Só em Agosto de 2018, com um trabalho na empresa de limpeza da cidade e um salário acima do mínimo nacional, foi ganhando estabilidade. Na ilha do Cruzinho, o anúncio do fim já fora feito pelos proprietários – e a necessidade de encontrar outra solução avolumava-se. Candidatou-se cinco vezes à habitação social da Câmara do Porto e teve cinco “nãos”. Ao Instituto da Habitação e da Reabilitação Urbana fez dois pedidos e nem teve resposta. No mercado? “É impossível encontrar uma casa no Porto hoje. Mesmo os quartos estão a 350 euros.” A pouca esperança deposita-a agora nas casas da Sé a preços acessíveis que serão sorteadas pela autarquia - mas até isso o surto de coronavírus adiou.  

A vida do avesso

Quando há menos de duas semanas o país acordou para o vírus que abalava a China desde Dezembro, Vítor Araújo perdeu alicerces. O ginásio onde se inscreveu para manter alguma saúde, mas sobretudo para garantir um lugar para tomar banho, fechou. Vários balneários da cidade seguiram o mesmo caminho. Decretado o estado de emergência, com um combate ao vírus feito atrás das fachadas, onde quem pode deve permanecer, também os restaurantes deixariam de servir nas suas mesas.

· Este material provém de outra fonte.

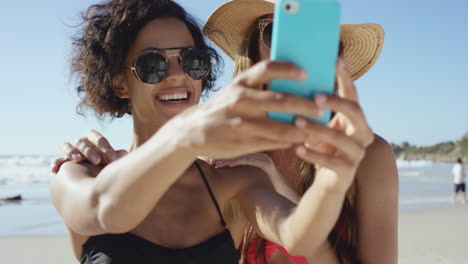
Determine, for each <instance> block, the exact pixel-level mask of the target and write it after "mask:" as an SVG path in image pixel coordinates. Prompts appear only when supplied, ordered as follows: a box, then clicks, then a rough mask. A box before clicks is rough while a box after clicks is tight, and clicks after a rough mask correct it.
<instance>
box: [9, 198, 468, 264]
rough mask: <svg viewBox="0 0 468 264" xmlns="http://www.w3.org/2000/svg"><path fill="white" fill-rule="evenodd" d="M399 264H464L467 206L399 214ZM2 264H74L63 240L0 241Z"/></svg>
mask: <svg viewBox="0 0 468 264" xmlns="http://www.w3.org/2000/svg"><path fill="white" fill-rule="evenodd" d="M398 236H399V258H398V259H399V262H398V263H399V264H452V263H454V264H455V263H457V264H458V263H468V205H464V204H456V205H453V206H451V207H447V208H434V209H420V210H412V211H405V212H400V214H399V231H398ZM0 255H1V256H2V262H5V263H16V264H29V263H48V264H59V263H60V264H62V263H78V261H77V260H76V259H75V257H74V256H73V252H72V249H71V246H70V243H69V241H68V238H67V236H65V235H61V236H5V237H0Z"/></svg>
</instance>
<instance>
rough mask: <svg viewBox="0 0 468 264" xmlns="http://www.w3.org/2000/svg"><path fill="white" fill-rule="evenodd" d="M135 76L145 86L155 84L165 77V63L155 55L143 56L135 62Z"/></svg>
mask: <svg viewBox="0 0 468 264" xmlns="http://www.w3.org/2000/svg"><path fill="white" fill-rule="evenodd" d="M135 68H136V74H137V75H138V77H139V78H140V80H141V81H142V82H144V83H147V84H155V83H158V82H160V81H161V80H163V79H164V78H165V76H166V69H167V62H166V60H165V59H164V57H163V56H161V55H160V54H157V53H147V54H143V55H141V56H140V57H138V59H137V60H136V62H135Z"/></svg>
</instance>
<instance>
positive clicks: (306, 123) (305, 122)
mask: <svg viewBox="0 0 468 264" xmlns="http://www.w3.org/2000/svg"><path fill="white" fill-rule="evenodd" d="M296 126H297V127H299V128H305V127H306V126H307V121H306V120H305V119H304V118H301V117H299V118H296Z"/></svg>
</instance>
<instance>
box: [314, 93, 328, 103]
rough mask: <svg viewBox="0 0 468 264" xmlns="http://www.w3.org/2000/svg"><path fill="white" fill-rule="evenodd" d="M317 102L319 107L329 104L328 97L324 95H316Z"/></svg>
mask: <svg viewBox="0 0 468 264" xmlns="http://www.w3.org/2000/svg"><path fill="white" fill-rule="evenodd" d="M315 102H317V104H319V105H323V104H325V103H326V102H327V96H326V95H324V94H316V95H315Z"/></svg>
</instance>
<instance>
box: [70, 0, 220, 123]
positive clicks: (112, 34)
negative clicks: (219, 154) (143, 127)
mask: <svg viewBox="0 0 468 264" xmlns="http://www.w3.org/2000/svg"><path fill="white" fill-rule="evenodd" d="M81 17H82V19H83V21H82V23H81V25H82V28H81V29H80V31H79V32H78V33H77V35H76V36H75V37H74V38H73V53H72V59H71V73H72V75H73V76H75V75H76V77H77V81H78V86H77V87H76V91H77V92H78V95H79V96H80V97H81V101H80V103H79V105H78V106H77V112H78V113H79V114H83V113H84V111H83V110H84V109H86V108H90V109H93V110H94V112H95V113H96V115H97V116H98V117H99V118H103V117H105V116H106V115H109V116H110V117H111V118H115V117H122V116H124V115H125V114H127V113H128V114H131V111H130V102H129V100H128V99H122V98H119V97H118V96H116V95H115V94H114V91H113V89H112V78H113V77H114V76H115V75H117V74H119V73H121V72H122V71H123V70H125V59H126V56H127V54H128V52H129V49H130V47H131V45H132V43H133V42H134V41H135V40H136V37H137V34H138V32H139V31H140V30H141V29H142V28H143V27H144V26H145V25H146V24H147V23H148V22H150V21H152V20H154V19H156V18H162V17H175V18H178V19H180V20H181V21H183V22H184V23H185V25H186V26H187V28H188V29H189V30H190V32H191V34H192V37H193V39H194V42H195V46H196V47H197V48H200V49H204V50H206V51H207V52H208V54H209V55H210V57H211V60H212V62H213V63H212V68H211V72H210V74H209V75H208V76H207V77H206V78H205V79H203V81H202V85H203V86H202V87H203V92H204V94H205V95H206V92H207V91H209V90H214V85H215V81H216V79H217V77H218V76H219V74H220V68H221V66H220V65H222V62H223V61H222V59H221V57H220V56H219V54H218V53H217V52H216V50H214V49H213V48H211V47H210V46H208V45H207V43H206V41H205V39H204V36H203V34H202V31H201V28H200V26H199V24H198V23H197V22H196V20H195V19H194V18H193V17H192V16H191V15H190V14H188V13H187V12H186V11H185V10H184V8H182V7H181V6H180V5H178V4H177V3H175V2H173V1H171V0H111V1H107V2H104V3H101V4H95V5H92V6H91V7H89V8H88V9H87V10H86V11H85V12H83V13H81Z"/></svg>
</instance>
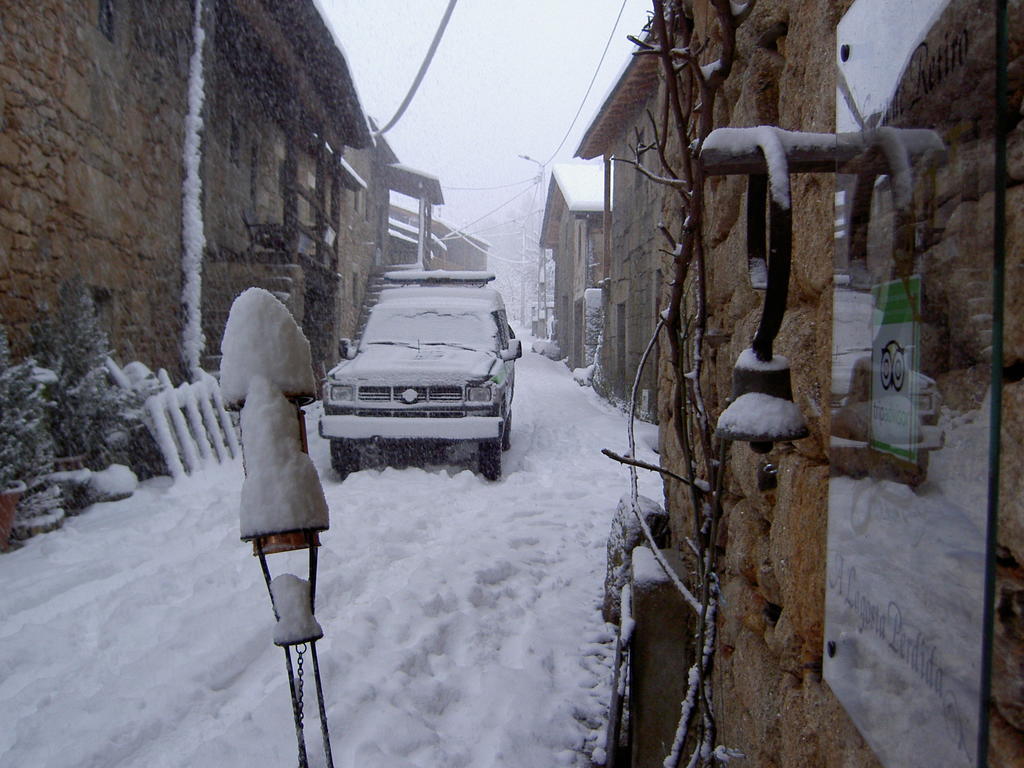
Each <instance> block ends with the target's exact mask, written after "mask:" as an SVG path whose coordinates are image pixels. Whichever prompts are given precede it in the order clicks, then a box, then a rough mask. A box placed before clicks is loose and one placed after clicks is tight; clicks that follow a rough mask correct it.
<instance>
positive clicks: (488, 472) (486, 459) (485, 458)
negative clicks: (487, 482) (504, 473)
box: [479, 440, 502, 480]
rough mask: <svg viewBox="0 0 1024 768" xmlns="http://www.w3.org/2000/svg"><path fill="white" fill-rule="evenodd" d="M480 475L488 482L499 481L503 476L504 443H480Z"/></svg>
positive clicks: (479, 457)
mask: <svg viewBox="0 0 1024 768" xmlns="http://www.w3.org/2000/svg"><path fill="white" fill-rule="evenodd" d="M479 462H480V474H481V475H483V476H484V477H485V478H486V479H488V480H497V479H498V478H499V477H501V476H502V443H501V440H483V441H482V442H480V456H479Z"/></svg>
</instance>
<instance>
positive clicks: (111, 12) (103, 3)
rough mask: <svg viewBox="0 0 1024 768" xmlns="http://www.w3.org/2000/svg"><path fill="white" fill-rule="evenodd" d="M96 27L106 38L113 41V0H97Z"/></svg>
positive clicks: (113, 12)
mask: <svg viewBox="0 0 1024 768" xmlns="http://www.w3.org/2000/svg"><path fill="white" fill-rule="evenodd" d="M96 27H98V28H99V31H100V32H102V33H103V36H104V37H105V38H106V39H108V40H110V41H111V42H114V0H99V12H98V14H97V16H96Z"/></svg>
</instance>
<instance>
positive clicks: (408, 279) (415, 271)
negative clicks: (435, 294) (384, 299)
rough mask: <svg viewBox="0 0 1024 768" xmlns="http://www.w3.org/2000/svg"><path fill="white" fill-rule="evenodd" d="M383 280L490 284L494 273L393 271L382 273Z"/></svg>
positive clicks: (449, 271)
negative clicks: (488, 283)
mask: <svg viewBox="0 0 1024 768" xmlns="http://www.w3.org/2000/svg"><path fill="white" fill-rule="evenodd" d="M384 280H385V281H389V282H391V283H408V284H422V283H435V284H436V283H445V284H449V285H457V284H460V283H481V284H482V283H490V282H492V281H493V280H495V273H494V272H487V271H474V270H469V269H395V270H392V271H390V272H384Z"/></svg>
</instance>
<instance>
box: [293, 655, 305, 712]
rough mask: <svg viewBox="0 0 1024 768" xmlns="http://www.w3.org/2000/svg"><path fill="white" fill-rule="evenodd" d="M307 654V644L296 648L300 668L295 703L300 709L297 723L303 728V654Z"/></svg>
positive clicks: (297, 658)
mask: <svg viewBox="0 0 1024 768" xmlns="http://www.w3.org/2000/svg"><path fill="white" fill-rule="evenodd" d="M305 652H306V644H305V643H303V644H302V645H297V646H296V647H295V654H296V656H297V660H296V667H297V668H298V679H297V680H296V681H295V703H296V706H297V707H298V712H297V713H296V714H297V722H298V724H299V727H300V728H301V727H302V718H303V715H302V662H303V658H302V656H303V654H304V653H305Z"/></svg>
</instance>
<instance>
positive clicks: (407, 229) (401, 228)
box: [387, 218, 420, 234]
mask: <svg viewBox="0 0 1024 768" xmlns="http://www.w3.org/2000/svg"><path fill="white" fill-rule="evenodd" d="M387 225H388V226H389V227H391V228H392V229H404V230H406V231H408V232H413V234H419V233H420V227H418V226H416V225H415V224H407V223H406V222H404V221H402V220H401V219H396V218H389V219H388V220H387Z"/></svg>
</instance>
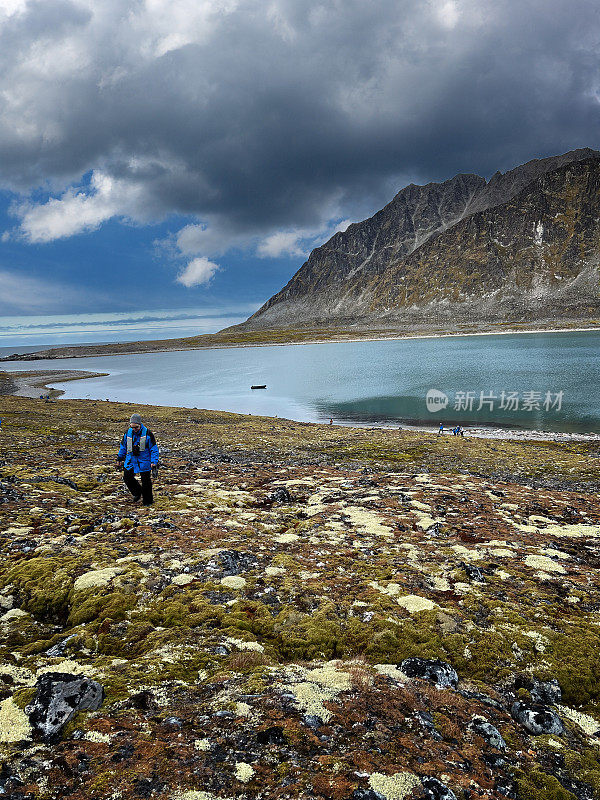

Para Vítor Araújo, comer fora não é luxo: é necessidade. Sem electricidade em casa, tem apenas uma boca num fogão a gás para fazer o mínimo: aquecer água para um chá, leite para juntar ao café. O frigorifico é apenas um armário. Não tem luz, não tem televisão ou aquecimento, não pode carregar o telemóvel. Água para lavar louça não existe. Água para lavar mãos - acto de sobrevivência nos dias que correm – também não. Por isso, e pela solidão entre quatro paredes, permanecer ali é uma impossibilidade. “Não posso fazer a minha vida em casa. Em pouco tempo morria, não do vírus, mas de depressão.”

Enquanto percorre a cidade sem rebuliço e continua a ver dezenas de sem-abrigo na rua, é impossível conter o pensamento: “De um dia para o outro, posso ser eu ali.” Nas rotinas do trabalho, materiais de protecção à parte, não há alterações significativas. Mas o pedido de mudança aos cidadãos já foi feito por empresas de gestão de resíduos urbanos. Quem tem gente da família infectada ou está sob suspeita, deve agora colocar os seus resíduos no lixo de resistentes e descartáveis - e não encher completamente os sacos, que na verdade devem ser dois, para maior protecção. Resíduos como luvas, máscaras ou lenços de papel, mesmo entre pessoas saudáveis, devem sempre ser colocados no contentor de lixo comum.

Gestos que salvam

Enquanto o primeiro-ministro falava ao país sobre as regras do estado de emergência, Vítor Araújo torcia para não ver o seu ofício cair numa lista de profissões a suspender temporariamente. “Não podemos desistir todos, se não isto pára”, comenta. Talvez o mundo como o conhecemos não volte mais, mas a equação final não seja apenas de perdas. Ainda há dias, quando uma trabalhadora de um lar de idosos com quem se cruzou nas ruas lhe perguntou se podia vender-lhe uma máscara igual à que usava, Vítor Araújo meteu a mão no bolso e ofereceu-lhe o equipamento. Porque, desta vez, diz, “estamos todos no mesmo barco”, numa espécie de prova da relatividade do poder e das hierarquias. “Acho que podemos aprender alguma coisa com isto…”, comenta. A ex-mulher, auxiliar de acção médica no Hospital de Santo António, contou-lhe também da dificuldade de ter gente suficiente para fazer a limpeza da unidade de saúde e garantir uma rotatividade de segurança. E Vítor Araújo já definiu o próximo passo: “Se for preciso, vou para lá trabalhar.”